Note: the descheduler cannot help here — it excludes Job-owned pods from eviction. Anti-affinity must be set at scheduling time.
Triggering a Manual Backup
# Annotate the ReplicationSource to trigger an immediate backup
kubectl annotate replicationsource <app> \
volsync.backube/trigger-immediate-backup="$(date +%s)" \
-n <namespace>
# Watch the backup job
kubectl get jobs -n <namespace> -w
kubectl logs -n <namespace> job/volsync-src-<app> -f
Restoring a PVC
Method 1: Restore to existing app (rolling restore)
-
Scale down the app:
kubectl scale deploy/<app> -n <namespace> --replicas=0 -
Delete the existing PVC:
kubectl delete pvc <app-data-pvc> -n <namespace> -
Apply or annotate the
ReplicationDestinationto trigger a restore:kubectl annotate replicationdestination <app> \ volsync.backube/trigger-immediate-restore="$(date +%s)" \ -n <namespace> -
Wait for the restore job to complete:
kubectl get replicationdestination <app> -n <namespace> -w -
The restored PVC is now bound. Scale the app back up:
kubectl scale deploy/<app> -n <namespace> --replicas=1
Method 2: Restore to a new namespace (disaster recovery)
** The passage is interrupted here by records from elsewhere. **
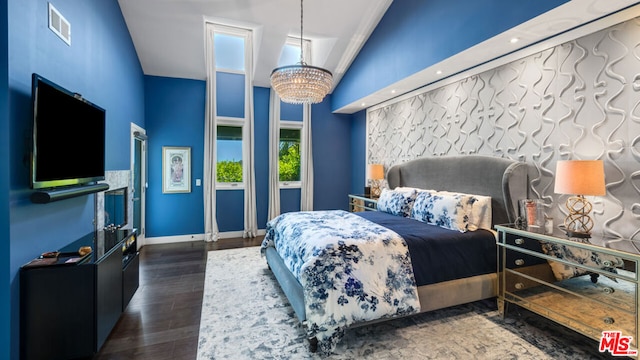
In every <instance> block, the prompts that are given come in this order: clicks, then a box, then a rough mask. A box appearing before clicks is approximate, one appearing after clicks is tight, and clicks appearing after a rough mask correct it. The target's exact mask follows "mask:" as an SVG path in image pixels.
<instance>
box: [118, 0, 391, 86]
mask: <svg viewBox="0 0 640 360" xmlns="http://www.w3.org/2000/svg"><path fill="white" fill-rule="evenodd" d="M391 1H392V0H348V1H344V0H311V1H310V0H307V1H305V2H304V16H303V18H304V30H303V32H304V34H303V35H304V37H305V38H307V39H311V40H312V42H313V43H314V49H313V51H312V55H313V58H312V61H311V62H310V64H309V65H314V66H320V67H324V68H326V69H328V70H330V71H331V72H332V73H333V74H334V86H335V85H336V84H337V83H338V82H339V80H340V78H341V77H342V75H343V74H344V72H345V71H346V69H347V68H348V67H349V65H350V64H351V62H352V61H353V59H354V58H355V56H356V55H357V53H358V51H359V50H360V48H361V47H362V45H363V44H364V42H365V41H366V40H367V39H368V37H369V35H370V34H371V32H372V31H373V29H374V28H375V27H376V25H377V24H378V22H379V21H380V19H381V18H382V16H383V15H384V13H385V11H386V10H387V8H388V7H389V5H390V4H391ZM118 3H119V4H120V8H121V10H122V14H123V15H124V19H125V21H126V24H127V27H128V28H129V33H130V34H131V38H132V40H133V44H134V46H135V48H136V52H137V53H138V57H139V59H140V63H141V64H142V70H143V71H144V73H145V74H146V75H156V76H168V77H178V78H187V79H205V77H206V69H205V55H204V33H205V31H204V23H205V21H211V22H215V23H218V24H223V25H229V26H238V27H243V28H248V29H251V30H253V32H254V39H255V40H254V57H255V59H256V61H255V69H254V70H255V71H254V85H256V86H264V87H269V86H270V83H269V77H270V75H271V71H272V70H273V69H274V68H275V67H277V65H278V59H279V57H280V52H281V50H282V47H283V46H284V44H285V41H286V39H287V37H288V36H294V37H300V1H299V0H118Z"/></svg>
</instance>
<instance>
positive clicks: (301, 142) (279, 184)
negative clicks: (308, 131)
mask: <svg viewBox="0 0 640 360" xmlns="http://www.w3.org/2000/svg"><path fill="white" fill-rule="evenodd" d="M303 128H304V123H303V122H302V121H289V120H280V129H293V130H300V148H301V149H302V132H303V131H302V129H303ZM278 146H279V145H278ZM303 161H304V159H303V158H302V153H301V154H300V171H302V169H304V166H303V165H302V162H303ZM300 176H301V177H302V173H301V174H300ZM278 184H279V186H280V189H301V188H302V181H280V182H278Z"/></svg>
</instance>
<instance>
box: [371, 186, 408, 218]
mask: <svg viewBox="0 0 640 360" xmlns="http://www.w3.org/2000/svg"><path fill="white" fill-rule="evenodd" d="M415 198H416V190H415V189H410V190H390V189H382V193H381V194H380V198H378V211H383V212H386V213H389V214H392V215H396V216H403V217H409V215H410V214H411V208H412V207H413V201H414V200H415Z"/></svg>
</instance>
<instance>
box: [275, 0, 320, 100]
mask: <svg viewBox="0 0 640 360" xmlns="http://www.w3.org/2000/svg"><path fill="white" fill-rule="evenodd" d="M302 13H303V11H302V0H300V62H299V63H298V64H296V65H288V66H281V67H278V68H275V69H274V70H273V71H272V72H271V86H272V87H273V89H274V90H275V91H276V93H277V94H278V96H280V99H282V101H284V102H286V103H289V104H316V103H319V102H321V101H322V99H324V97H325V96H326V95H327V94H328V93H329V91H330V90H331V84H332V82H333V75H332V74H331V72H330V71H328V70H325V69H323V68H319V67H316V66H310V65H307V64H306V63H305V62H304V56H303V52H302V49H303V47H302V39H303V37H302V30H303V21H302Z"/></svg>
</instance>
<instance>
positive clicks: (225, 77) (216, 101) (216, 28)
mask: <svg viewBox="0 0 640 360" xmlns="http://www.w3.org/2000/svg"><path fill="white" fill-rule="evenodd" d="M249 35H250V32H249V31H247V30H244V29H238V28H231V27H227V26H221V25H217V26H216V27H215V33H214V45H215V50H214V51H215V54H216V56H215V72H216V91H215V93H216V99H215V100H216V115H217V124H216V129H217V136H216V154H217V155H216V156H217V159H216V189H219V190H225V189H228V190H235V189H244V186H245V181H244V180H245V179H244V176H246V174H243V159H244V157H246V156H248V155H246V154H243V145H244V144H243V140H245V141H246V139H248V135H247V134H244V131H245V130H246V129H245V126H244V125H245V124H246V123H247V121H248V116H249V114H247V112H246V111H245V109H246V106H245V105H246V104H245V102H246V93H247V86H248V85H247V74H246V69H247V63H246V62H247V51H248V49H247V37H248V36H249ZM244 151H246V150H244Z"/></svg>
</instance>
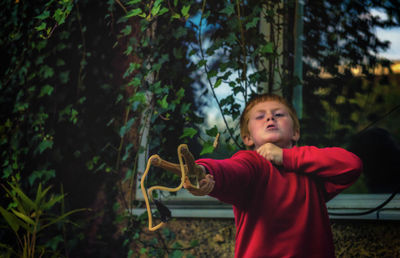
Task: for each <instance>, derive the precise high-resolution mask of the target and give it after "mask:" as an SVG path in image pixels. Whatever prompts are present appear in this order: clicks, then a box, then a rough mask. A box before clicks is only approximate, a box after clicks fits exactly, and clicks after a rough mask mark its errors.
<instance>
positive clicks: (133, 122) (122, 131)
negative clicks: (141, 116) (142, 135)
mask: <svg viewBox="0 0 400 258" xmlns="http://www.w3.org/2000/svg"><path fill="white" fill-rule="evenodd" d="M134 122H135V118H134V117H132V118H131V119H129V120H128V121H127V122H126V124H125V125H123V126H122V127H121V129H119V136H120V137H123V136H124V135H125V134H126V133H127V132H128V131H129V130H130V129H131V127H132V125H133V123H134Z"/></svg>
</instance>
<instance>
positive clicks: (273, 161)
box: [256, 143, 283, 166]
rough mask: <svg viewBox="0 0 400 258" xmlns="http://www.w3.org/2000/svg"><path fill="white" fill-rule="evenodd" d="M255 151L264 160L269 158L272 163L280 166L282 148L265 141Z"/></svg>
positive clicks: (282, 158) (282, 162)
mask: <svg viewBox="0 0 400 258" xmlns="http://www.w3.org/2000/svg"><path fill="white" fill-rule="evenodd" d="M256 151H257V153H258V154H260V155H261V156H263V157H264V158H265V159H266V160H269V161H270V162H271V163H272V164H275V165H277V166H281V165H282V164H283V150H282V149H281V148H280V147H278V146H276V145H275V144H273V143H266V144H264V145H262V146H261V147H260V148H258V149H257V150H256Z"/></svg>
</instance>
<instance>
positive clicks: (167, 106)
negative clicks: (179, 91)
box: [157, 95, 168, 109]
mask: <svg viewBox="0 0 400 258" xmlns="http://www.w3.org/2000/svg"><path fill="white" fill-rule="evenodd" d="M167 97H168V95H165V96H164V98H162V100H158V101H157V103H158V104H159V105H160V106H161V108H163V109H167V108H168V102H167Z"/></svg>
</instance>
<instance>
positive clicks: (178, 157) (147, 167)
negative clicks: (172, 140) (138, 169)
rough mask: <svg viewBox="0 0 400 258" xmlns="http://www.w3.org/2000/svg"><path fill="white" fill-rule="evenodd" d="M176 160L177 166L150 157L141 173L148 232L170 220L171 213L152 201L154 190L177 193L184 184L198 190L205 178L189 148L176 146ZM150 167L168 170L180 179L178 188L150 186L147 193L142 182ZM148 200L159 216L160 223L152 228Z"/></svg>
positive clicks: (151, 213) (166, 207) (204, 173)
mask: <svg viewBox="0 0 400 258" xmlns="http://www.w3.org/2000/svg"><path fill="white" fill-rule="evenodd" d="M178 159H179V164H175V163H171V162H168V161H165V160H163V159H161V158H160V156H158V155H157V154H155V155H152V156H151V157H150V158H149V159H148V161H147V166H146V170H145V171H144V173H143V177H142V179H141V181H140V186H141V189H142V193H143V196H144V201H145V203H146V209H147V215H148V217H149V230H150V231H155V230H157V229H159V228H160V227H161V226H163V225H164V224H165V223H166V222H167V221H168V220H169V219H170V218H171V212H170V211H169V209H168V208H167V207H166V206H164V205H163V204H162V203H161V202H160V201H157V200H154V199H153V195H152V192H153V191H154V190H162V191H168V192H177V191H179V190H180V189H181V188H182V187H183V184H185V183H186V185H187V188H197V189H198V188H199V181H200V180H201V179H203V178H204V177H205V173H204V172H203V170H202V169H201V168H200V167H199V166H198V165H197V164H196V163H195V162H194V157H193V155H192V153H190V151H189V148H188V146H187V145H186V144H181V145H179V146H178ZM151 165H153V166H156V167H160V168H163V169H165V170H168V171H170V172H172V173H174V174H176V175H178V176H180V177H181V183H180V184H179V186H177V187H175V188H170V187H165V186H158V185H157V186H152V187H150V188H149V189H148V190H147V192H146V190H145V187H144V181H145V179H146V176H147V173H148V172H149V170H150V167H151ZM148 197H150V200H151V201H153V202H154V203H155V204H156V207H157V210H158V211H159V212H160V215H161V222H160V223H159V224H158V225H156V226H153V215H152V213H151V207H150V204H149V198H148Z"/></svg>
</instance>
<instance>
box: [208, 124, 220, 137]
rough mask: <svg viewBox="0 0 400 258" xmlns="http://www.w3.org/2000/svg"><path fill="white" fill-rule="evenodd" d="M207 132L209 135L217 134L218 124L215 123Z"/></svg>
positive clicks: (213, 136) (214, 136)
mask: <svg viewBox="0 0 400 258" xmlns="http://www.w3.org/2000/svg"><path fill="white" fill-rule="evenodd" d="M206 134H207V135H208V136H211V137H215V136H217V134H218V128H217V126H216V125H214V127H213V128H211V129H208V130H206Z"/></svg>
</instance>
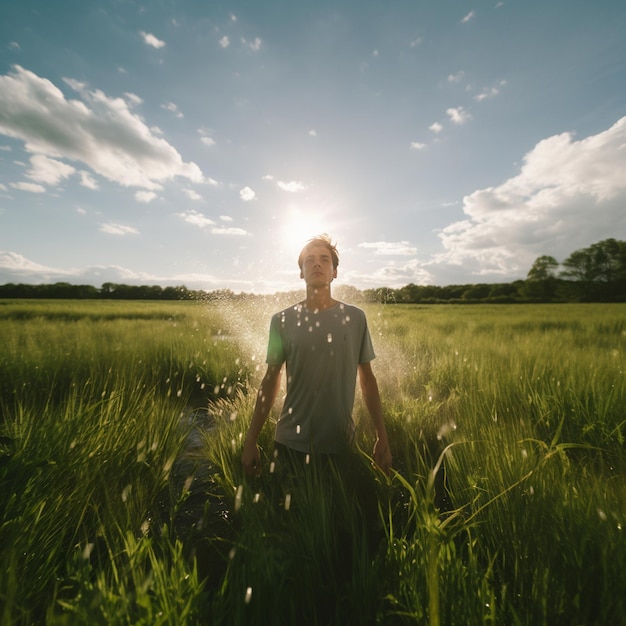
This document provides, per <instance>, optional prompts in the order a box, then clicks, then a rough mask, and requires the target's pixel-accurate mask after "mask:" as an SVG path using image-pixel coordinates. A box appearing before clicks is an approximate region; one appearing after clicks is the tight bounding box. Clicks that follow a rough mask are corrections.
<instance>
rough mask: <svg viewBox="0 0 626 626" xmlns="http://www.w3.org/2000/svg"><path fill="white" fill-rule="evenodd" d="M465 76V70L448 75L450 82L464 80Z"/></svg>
mask: <svg viewBox="0 0 626 626" xmlns="http://www.w3.org/2000/svg"><path fill="white" fill-rule="evenodd" d="M464 76H465V72H464V71H463V70H460V71H458V72H457V73H456V74H449V75H448V82H449V83H460V82H461V81H462V80H463V77H464Z"/></svg>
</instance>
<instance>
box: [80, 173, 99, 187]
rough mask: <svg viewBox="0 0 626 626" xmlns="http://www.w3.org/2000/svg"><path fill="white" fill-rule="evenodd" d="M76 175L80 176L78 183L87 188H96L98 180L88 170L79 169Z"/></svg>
mask: <svg viewBox="0 0 626 626" xmlns="http://www.w3.org/2000/svg"><path fill="white" fill-rule="evenodd" d="M78 175H79V176H80V184H81V185H82V186H83V187H87V189H98V182H97V181H96V179H95V178H94V177H93V176H92V175H91V174H90V173H89V172H86V171H85V170H81V171H80V172H78Z"/></svg>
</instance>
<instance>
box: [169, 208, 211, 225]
mask: <svg viewBox="0 0 626 626" xmlns="http://www.w3.org/2000/svg"><path fill="white" fill-rule="evenodd" d="M176 215H177V217H180V218H181V219H182V220H183V221H185V222H187V223H188V224H193V225H194V226H199V227H200V228H206V227H207V226H213V225H215V222H214V221H213V220H212V219H210V218H208V217H206V215H204V214H202V213H200V212H199V211H194V210H191V211H185V212H184V213H176Z"/></svg>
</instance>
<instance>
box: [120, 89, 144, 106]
mask: <svg viewBox="0 0 626 626" xmlns="http://www.w3.org/2000/svg"><path fill="white" fill-rule="evenodd" d="M124 95H125V96H126V101H127V102H128V106H138V105H140V104H142V103H143V100H142V99H141V98H140V97H139V96H137V95H135V94H134V93H129V92H126V93H125V94H124Z"/></svg>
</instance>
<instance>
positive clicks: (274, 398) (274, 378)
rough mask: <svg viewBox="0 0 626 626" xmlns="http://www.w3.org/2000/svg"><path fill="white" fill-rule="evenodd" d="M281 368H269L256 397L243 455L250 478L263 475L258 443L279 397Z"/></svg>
mask: <svg viewBox="0 0 626 626" xmlns="http://www.w3.org/2000/svg"><path fill="white" fill-rule="evenodd" d="M281 368H282V365H268V366H267V370H266V372H265V376H264V377H263V380H262V381H261V386H260V387H259V392H258V394H257V397H256V404H255V405H254V413H253V414H252V421H251V422H250V427H249V428H248V433H247V434H246V438H245V440H244V443H243V452H242V454H241V463H242V465H243V469H244V471H245V472H246V474H248V475H249V476H251V475H252V474H257V475H258V474H260V473H261V454H260V453H259V448H258V447H257V445H256V442H257V439H258V437H259V433H260V432H261V430H262V428H263V425H264V424H265V421H266V420H267V416H268V415H269V414H270V411H271V409H272V406H273V404H274V400H275V399H276V396H277V395H278V389H279V388H280V371H281Z"/></svg>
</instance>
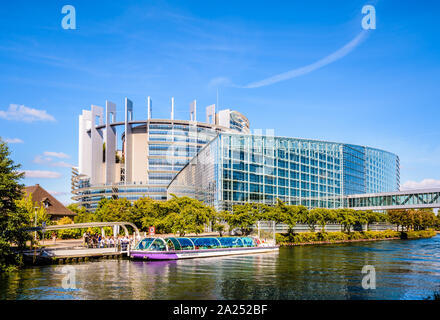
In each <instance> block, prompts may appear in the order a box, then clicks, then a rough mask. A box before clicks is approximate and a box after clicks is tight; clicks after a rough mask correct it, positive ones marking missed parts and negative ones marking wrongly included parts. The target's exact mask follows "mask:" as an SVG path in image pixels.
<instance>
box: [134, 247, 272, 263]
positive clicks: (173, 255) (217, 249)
mask: <svg viewBox="0 0 440 320" xmlns="http://www.w3.org/2000/svg"><path fill="white" fill-rule="evenodd" d="M278 249H279V246H268V247H242V248H221V249H202V250H180V251H161V252H160V251H142V250H134V251H131V252H130V257H131V258H132V259H142V260H177V259H191V258H207V257H219V256H227V255H238V254H253V253H263V252H273V251H278Z"/></svg>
Create a ReplicationDestination in the target namespace pointing to the same Kopia repository. The mover will pull the latest snapshot.
Checking Backup Status
# List all ReplicationSources and their last sync time
kubectl get replicationsource -A
# Check a specific source
kubectl describe replicationsource <app> -n <namespace>
# Check mover pod logs for a running backup
kubectl logs -n <namespace> -l app.kubernetes.io/component=replication-source -f
Volsync Maintenance
The volsync-system/volsync/maintenance/ kustomization applies:
MutatingAdmissionPolicyfor default settings- Kopia repository maintenance schedule (prune old snapshots)
- ExternalSecret for S3 credentials
Troubleshooting
| Issue | Cause | Fix |
|---|---|---|
Job stuck in Init:0/1 | RBD mount failure on mover node | See RBD CSI Recovery |
mount failed: exit status 32 | XFS corruption on snapshot PVC | Delete volsync-<app>-src PVC |
| All movers on same node | Missing moverAffinity | Already applied in component; check patch is included |
| Backup taking 1h+ | fsGroupChangePolicy not set | Already set in component; check patch is included |